What follows is a transcript of the first portion of YES! Weekly reporter Keith T. Barber's Aug. 19 interview with Forsyth County DA Tom Keith:
Keith T. Barber: “Could we start with your reaction to the General Assembly’s [passage of the Racial Justice Act? We did talk about it on the phone. I just wanted to make sure I had your thoughts on that correctly. You said you were involved with and you are involved with talking to legislators on a regular basis. Did you speak with any of our elected officials before [the Racial Justice Act] was presented?”
Tom Keith: “I wrote people; I know I wrote everybody in the Senate.”
Keith T. Barber: “This would be [Sen.

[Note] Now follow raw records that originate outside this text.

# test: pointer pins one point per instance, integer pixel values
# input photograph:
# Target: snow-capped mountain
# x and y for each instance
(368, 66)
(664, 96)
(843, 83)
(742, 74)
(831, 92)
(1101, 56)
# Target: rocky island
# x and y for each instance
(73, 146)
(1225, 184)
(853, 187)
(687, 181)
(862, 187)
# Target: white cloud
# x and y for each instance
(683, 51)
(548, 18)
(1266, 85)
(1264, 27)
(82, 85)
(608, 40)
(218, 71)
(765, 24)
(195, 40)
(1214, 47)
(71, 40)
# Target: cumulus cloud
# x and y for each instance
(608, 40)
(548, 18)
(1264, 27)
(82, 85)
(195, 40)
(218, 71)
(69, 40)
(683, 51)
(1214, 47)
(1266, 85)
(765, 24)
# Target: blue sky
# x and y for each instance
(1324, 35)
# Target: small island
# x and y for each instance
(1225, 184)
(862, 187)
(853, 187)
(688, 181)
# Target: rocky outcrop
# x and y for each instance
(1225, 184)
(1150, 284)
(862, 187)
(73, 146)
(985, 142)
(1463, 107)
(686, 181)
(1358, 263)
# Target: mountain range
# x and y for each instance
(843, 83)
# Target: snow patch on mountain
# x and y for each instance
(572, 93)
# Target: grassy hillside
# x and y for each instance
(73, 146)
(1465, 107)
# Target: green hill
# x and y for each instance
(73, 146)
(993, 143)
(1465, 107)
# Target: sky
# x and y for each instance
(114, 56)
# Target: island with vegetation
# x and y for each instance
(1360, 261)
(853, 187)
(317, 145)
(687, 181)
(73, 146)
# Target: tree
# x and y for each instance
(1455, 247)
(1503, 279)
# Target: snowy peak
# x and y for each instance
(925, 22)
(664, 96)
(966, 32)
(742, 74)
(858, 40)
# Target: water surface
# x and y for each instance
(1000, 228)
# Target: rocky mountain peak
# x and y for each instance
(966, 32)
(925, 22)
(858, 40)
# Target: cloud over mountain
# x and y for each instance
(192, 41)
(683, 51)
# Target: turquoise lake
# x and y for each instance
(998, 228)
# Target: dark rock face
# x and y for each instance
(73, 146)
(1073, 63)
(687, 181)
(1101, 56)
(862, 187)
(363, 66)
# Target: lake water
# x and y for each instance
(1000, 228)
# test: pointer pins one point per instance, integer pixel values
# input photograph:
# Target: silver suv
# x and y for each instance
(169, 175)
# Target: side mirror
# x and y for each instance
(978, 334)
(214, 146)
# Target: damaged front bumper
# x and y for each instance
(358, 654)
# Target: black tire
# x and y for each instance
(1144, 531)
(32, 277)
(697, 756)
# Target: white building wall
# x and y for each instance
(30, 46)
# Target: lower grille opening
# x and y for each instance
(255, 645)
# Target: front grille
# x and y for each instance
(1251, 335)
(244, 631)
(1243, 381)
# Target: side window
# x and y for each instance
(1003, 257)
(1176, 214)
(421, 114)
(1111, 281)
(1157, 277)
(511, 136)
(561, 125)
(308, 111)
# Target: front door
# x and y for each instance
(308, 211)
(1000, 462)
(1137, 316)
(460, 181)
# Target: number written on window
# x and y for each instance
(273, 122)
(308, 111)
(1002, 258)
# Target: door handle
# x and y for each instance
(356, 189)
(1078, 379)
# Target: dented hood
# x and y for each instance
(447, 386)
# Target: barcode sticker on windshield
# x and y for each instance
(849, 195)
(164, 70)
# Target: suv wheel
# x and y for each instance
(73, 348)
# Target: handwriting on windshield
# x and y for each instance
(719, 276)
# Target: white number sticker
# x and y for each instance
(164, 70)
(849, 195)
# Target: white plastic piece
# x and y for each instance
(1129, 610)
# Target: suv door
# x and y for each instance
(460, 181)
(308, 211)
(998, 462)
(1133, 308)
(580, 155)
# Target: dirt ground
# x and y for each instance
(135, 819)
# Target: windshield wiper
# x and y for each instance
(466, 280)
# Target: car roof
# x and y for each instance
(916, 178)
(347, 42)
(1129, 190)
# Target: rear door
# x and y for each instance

Linda] Garrou and [Sen. Pete] Brunstetter?”
Tom Keith: “Right, right. I mean, all, however many members there are in the Senate, 50 or 60. Some of them, it’s a lost cause. There’s no reason to talk to some people. The House is purely political — R’s and D’s. And it ended up I think being carried to a point. It came down to the final votes. Unfortunate — that’s just the nature of our Congress and our General Assembly. Everything seems to be one team or the other. [Inaudible] I know their positions and why even talk to them?
“To us, the General Assembly makes laws, all right? They have no idea what we do, like you do about the death penalty — extremely complex. We started in ’76; in ’76, they said, ‘Well, there are certain cases that don’t merit the death penalty.’ So all of a sudden, we have to come back nationwide and each state had to come up with, ‘How do we decide which are garden variety murder cases and which are capital cases?’”
“Somewhere in here is, out of a hundred murder cases, only three end up as capital. How do you winnow out, where before they were all subject to the death penalty? When I started practicing law, the death penalty was for murder, rape; there were no degrees of rape, arson and first-degree murder. Now, the only thing that’s survived nationally is first-degree murder. So that cuts down our number of cases.
“We passed [NCGS] 15A-2000, which you can read online, that has aggravating and mitigating factors. It says the state has to have one of these 11 aggravating factors to make the case capital; most of our murders are garden variety murders. They are not capital murders. Capital must be beyond a mere drink house fight, something extraordinary the Supreme Court says and there are details about punishment.
“So we start out with the factors and the next step for us is, the legislature has created this problem and they don’t want to take the responsibility. They want to say, ‘Oh, the DA’s are putting too many people on death row.’ Well, who made the 11 aggravating factors — the General Assembly.
“One of the aggravating factors is, you have a prior crime of violence. That is a very valid aggravating factor; you rob somebody, armed robbery; you rape somebody, you commit burglary. Violent felonies are what is called A-3 felonies; A is murder; E is armed robbery; they are crimes which hurt people as opposed to property crimes, rape, embezzlement; so if you have one of those, studies suggest that…there’s 11 of those — killing a cop.
“If you want to change the number of people, the people on death row, then you change these factors because there is documentation here. Look online, Bureau of Justice Statistics has all this data, this entire [inaudible] data which are monographs from statistics put out by the federal government. I don’t make up any of this stuff.
“They say if you kill a cop it’s an aggravating factor. Well, going back to if you have a violent crime; in one of these monographs, if you’re an African-American, you’re six, seven or eight times, or some figure more likely to have a violent history. I didn’t go out there and put a gun in your hand and say, ‘You commit eight crimes and I’m a white man, I’ll commit one.’ That’s just statistics, that’s how it is.
“If you kill a cop, one of these documents says 82 percent of cops who are killed are white. So, you’re saying, ‘Gee, blacks are three times more likely to get the death penalty for killing a white than vice-versa.’ If one of those types of cases is killing a cop, then suppose that was the only aggravating factor you had. Blacks are six, seven, or eight times more likely to kill a cop than vice-versa, than a white killer.
“So that’s a factor they can adjust, but as one of the local newspapermen says, ‘I’m not going to write an editorial saying that killing a cop should not be an aggravating factor.’ But for whatever reason in our culture, blacks are vastly overrepresented , in the data, are overrepresented for killing cops.”
Keith T. Barber: “That’s just one example?”
Tom Keith: “Right, and there are these 11 other factors.”